Grey Owls schriftstellerische Arbeiten fanden sofort großen Anklang in Großbritannien, und auch der kanadische Nationalparkservice wurde auf ihn aufmerksam. Der Nationalparkservice bot ihm an, seine Arbeit als Naturschützer („Conservationist“) innerhalb eines Nationalparks fortzuführen. Dies würde ihm fast unbegrenzte Zeit zur Beobachtung und Schriftstellerei geben.

Grey Owl zog mit den Bibern zunächst in den Riding-Mountain-Nationalpark in Manitoba und kurze Zeit später in den Prince-Albert-Nationalpark in Saskatchewan.
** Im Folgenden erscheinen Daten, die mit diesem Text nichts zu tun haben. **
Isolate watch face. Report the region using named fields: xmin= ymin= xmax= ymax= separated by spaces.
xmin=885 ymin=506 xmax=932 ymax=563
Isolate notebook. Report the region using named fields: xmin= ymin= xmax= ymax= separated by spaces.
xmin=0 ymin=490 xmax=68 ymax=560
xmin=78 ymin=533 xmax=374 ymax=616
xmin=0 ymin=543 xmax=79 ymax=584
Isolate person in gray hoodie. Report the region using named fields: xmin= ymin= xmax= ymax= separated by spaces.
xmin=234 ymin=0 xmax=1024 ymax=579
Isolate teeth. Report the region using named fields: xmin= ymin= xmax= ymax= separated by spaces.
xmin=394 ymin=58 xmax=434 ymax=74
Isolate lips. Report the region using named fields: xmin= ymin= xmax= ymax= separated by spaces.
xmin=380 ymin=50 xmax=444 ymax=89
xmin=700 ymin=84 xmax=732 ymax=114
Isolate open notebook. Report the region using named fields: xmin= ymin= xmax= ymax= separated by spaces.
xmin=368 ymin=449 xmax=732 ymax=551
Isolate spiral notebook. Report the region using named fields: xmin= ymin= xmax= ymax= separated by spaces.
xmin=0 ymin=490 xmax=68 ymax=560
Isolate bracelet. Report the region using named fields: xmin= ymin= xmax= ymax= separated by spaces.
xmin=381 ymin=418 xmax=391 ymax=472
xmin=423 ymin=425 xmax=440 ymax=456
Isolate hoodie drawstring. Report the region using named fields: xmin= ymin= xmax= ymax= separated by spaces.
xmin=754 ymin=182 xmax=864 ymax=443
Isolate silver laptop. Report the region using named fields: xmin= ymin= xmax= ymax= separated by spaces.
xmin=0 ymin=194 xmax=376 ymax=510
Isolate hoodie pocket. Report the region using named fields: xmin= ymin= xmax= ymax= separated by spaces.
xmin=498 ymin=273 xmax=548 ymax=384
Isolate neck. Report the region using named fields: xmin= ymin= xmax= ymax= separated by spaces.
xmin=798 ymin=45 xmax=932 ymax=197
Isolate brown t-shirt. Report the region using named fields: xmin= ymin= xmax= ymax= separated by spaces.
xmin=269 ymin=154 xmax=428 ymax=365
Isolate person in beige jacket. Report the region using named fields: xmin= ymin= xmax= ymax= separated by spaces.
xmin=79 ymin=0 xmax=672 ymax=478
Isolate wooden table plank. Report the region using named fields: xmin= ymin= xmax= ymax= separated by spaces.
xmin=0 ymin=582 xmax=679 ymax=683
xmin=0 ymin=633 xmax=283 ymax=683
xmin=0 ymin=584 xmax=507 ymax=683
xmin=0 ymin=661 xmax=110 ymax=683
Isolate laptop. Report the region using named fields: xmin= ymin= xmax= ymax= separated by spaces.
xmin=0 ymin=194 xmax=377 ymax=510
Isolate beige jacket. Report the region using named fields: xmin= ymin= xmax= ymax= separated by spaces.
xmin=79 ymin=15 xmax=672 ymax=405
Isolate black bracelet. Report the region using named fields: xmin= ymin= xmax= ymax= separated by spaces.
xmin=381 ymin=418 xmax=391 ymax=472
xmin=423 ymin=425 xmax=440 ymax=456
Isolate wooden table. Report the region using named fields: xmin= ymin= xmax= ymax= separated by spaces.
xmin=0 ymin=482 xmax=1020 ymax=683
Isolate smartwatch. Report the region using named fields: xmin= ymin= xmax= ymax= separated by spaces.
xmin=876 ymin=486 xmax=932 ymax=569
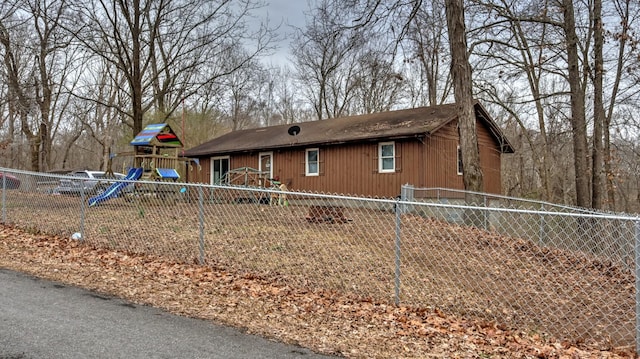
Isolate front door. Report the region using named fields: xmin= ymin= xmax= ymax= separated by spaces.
xmin=258 ymin=152 xmax=273 ymax=178
xmin=211 ymin=156 xmax=229 ymax=184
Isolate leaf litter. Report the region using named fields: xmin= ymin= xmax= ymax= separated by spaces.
xmin=0 ymin=225 xmax=634 ymax=358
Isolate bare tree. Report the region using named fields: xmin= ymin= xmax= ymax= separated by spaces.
xmin=0 ymin=0 xmax=73 ymax=171
xmin=291 ymin=0 xmax=364 ymax=120
xmin=445 ymin=0 xmax=483 ymax=202
xmin=405 ymin=0 xmax=451 ymax=106
xmin=71 ymin=0 xmax=271 ymax=139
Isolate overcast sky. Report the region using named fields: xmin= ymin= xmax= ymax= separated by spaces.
xmin=256 ymin=0 xmax=314 ymax=65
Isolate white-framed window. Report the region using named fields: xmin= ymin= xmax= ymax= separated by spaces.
xmin=258 ymin=152 xmax=273 ymax=178
xmin=456 ymin=145 xmax=462 ymax=175
xmin=378 ymin=142 xmax=396 ymax=173
xmin=211 ymin=156 xmax=229 ymax=184
xmin=304 ymin=148 xmax=320 ymax=176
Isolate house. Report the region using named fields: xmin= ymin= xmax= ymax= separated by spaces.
xmin=184 ymin=102 xmax=513 ymax=198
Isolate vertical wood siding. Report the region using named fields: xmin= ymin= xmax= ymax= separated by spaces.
xmin=190 ymin=121 xmax=501 ymax=198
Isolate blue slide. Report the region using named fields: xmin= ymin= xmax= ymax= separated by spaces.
xmin=89 ymin=167 xmax=142 ymax=207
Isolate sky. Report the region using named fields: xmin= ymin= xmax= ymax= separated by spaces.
xmin=256 ymin=0 xmax=313 ymax=65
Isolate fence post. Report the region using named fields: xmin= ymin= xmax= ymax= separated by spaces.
xmin=198 ymin=186 xmax=204 ymax=265
xmin=634 ymin=220 xmax=640 ymax=355
xmin=80 ymin=180 xmax=86 ymax=241
xmin=482 ymin=195 xmax=489 ymax=231
xmin=394 ymin=193 xmax=405 ymax=305
xmin=2 ymin=171 xmax=7 ymax=224
xmin=538 ymin=204 xmax=547 ymax=246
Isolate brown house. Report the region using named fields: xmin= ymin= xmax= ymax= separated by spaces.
xmin=184 ymin=103 xmax=513 ymax=198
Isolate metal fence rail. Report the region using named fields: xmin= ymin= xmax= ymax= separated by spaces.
xmin=0 ymin=168 xmax=640 ymax=354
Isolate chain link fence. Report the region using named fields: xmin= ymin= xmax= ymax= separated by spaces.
xmin=0 ymin=168 xmax=640 ymax=348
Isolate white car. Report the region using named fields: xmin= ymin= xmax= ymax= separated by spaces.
xmin=53 ymin=171 xmax=134 ymax=195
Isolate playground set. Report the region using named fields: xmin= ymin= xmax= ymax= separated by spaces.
xmin=88 ymin=123 xmax=189 ymax=207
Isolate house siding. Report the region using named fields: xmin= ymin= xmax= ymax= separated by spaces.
xmin=189 ymin=121 xmax=508 ymax=198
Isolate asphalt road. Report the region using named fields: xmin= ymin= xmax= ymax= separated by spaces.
xmin=0 ymin=268 xmax=338 ymax=359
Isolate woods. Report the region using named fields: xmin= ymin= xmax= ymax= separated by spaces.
xmin=0 ymin=0 xmax=640 ymax=212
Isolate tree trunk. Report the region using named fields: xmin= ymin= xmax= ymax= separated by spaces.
xmin=445 ymin=0 xmax=486 ymax=228
xmin=445 ymin=0 xmax=483 ymax=197
xmin=591 ymin=0 xmax=605 ymax=209
xmin=563 ymin=0 xmax=591 ymax=208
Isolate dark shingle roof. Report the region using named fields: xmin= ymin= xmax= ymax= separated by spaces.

Hier erschienen „Pilgrims of the Wild“ (1934) und einige weitere Werke sowie seine Kurzgeschichten unter dem Titel „Tales of an Empty Cabin“ (1937). Zwischenzeitlich wurde Grey Owl zweimal zu langen Vortragsserien nach England eingeladen, wo seine Naturschutzbotschaft riesigen Anklang fand.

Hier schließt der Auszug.